Was oral sex always normal?

Science, technology, and life.
May 30 2008 8:04 AM

Open-Mouthed Wonder

Was oral sex always normal?

Two days ago, I wrote that oral sex was becoming destigmatized and normalized, thwarting parents who had hoped they could "stick to the basics" in talking to their kids about sex. Many of you wrote back, dismissing my assumptions as prude, antiquated, and out of touch. You argued that oral sex has always been more basic and common than vaginal sex and that the idea of recent stigma against it is a myth.

When I said "basics," I meant the facts of life from a parental perspective. In other words, procreation: teaching your daughter how babies are made, not how to go down on the kid next door. But let's set aside semantics and morals. Let's look at the data, starting with a review of the scholarly literature, published last year in the Journal of Sex Research by Wendy Chambers of the University of Georgia.

William Saletan William Saletan

Will Saletan writes about politics, science, technology, and other stuff for Slate. He’s the author of Bearing Right.

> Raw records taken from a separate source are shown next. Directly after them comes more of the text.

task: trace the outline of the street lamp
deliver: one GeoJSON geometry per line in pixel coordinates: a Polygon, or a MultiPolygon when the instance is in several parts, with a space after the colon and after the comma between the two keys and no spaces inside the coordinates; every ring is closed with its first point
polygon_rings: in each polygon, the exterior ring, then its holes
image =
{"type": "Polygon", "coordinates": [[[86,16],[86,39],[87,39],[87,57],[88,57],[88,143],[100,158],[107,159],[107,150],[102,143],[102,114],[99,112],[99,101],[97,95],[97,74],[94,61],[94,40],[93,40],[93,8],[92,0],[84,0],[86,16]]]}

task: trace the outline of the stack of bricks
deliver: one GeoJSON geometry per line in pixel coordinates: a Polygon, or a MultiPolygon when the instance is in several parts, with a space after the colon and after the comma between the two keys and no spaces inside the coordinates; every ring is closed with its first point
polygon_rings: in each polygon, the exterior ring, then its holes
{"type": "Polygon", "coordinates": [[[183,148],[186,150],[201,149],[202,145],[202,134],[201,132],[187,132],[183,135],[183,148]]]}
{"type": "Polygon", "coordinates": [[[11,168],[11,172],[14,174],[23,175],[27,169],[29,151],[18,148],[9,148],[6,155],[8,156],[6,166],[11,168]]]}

Historically, fellatio or cunnilingus, hereto referred to as oral sex, were perceived among heterosexual couples as not only more intimate than intercourse but also to be reserved for those who were married (Michael, Gagnon, Laumann, & Kolata, 1994). It took Kinsey's studies to reveal the greater prevalence of oral sex; though it was not until the 1970s that societal attitudes began to perceive it as acceptable for unmarried couples as well (Michael et al., 1994). Thus it is a historical reversal that oral sex has become more common than intercourse among heterosexual, White, and better educated samples as well as a precursor to intercourse (Billy & Tanfer, 1993; Michael et al., 1994; Prinstein, Meade, & Cohen, 2003; Schwartz, 1999). … [S]tudies indicated a rise in oral sex among adolescents (Newcomer & Udry, 1985), university students (Woody et al., 2000; Grunseit, Richters, Crawford, Song, & Kippax, 2005), and adults in general (Laumann, Gagnon, Michael, & Michaels, 1994).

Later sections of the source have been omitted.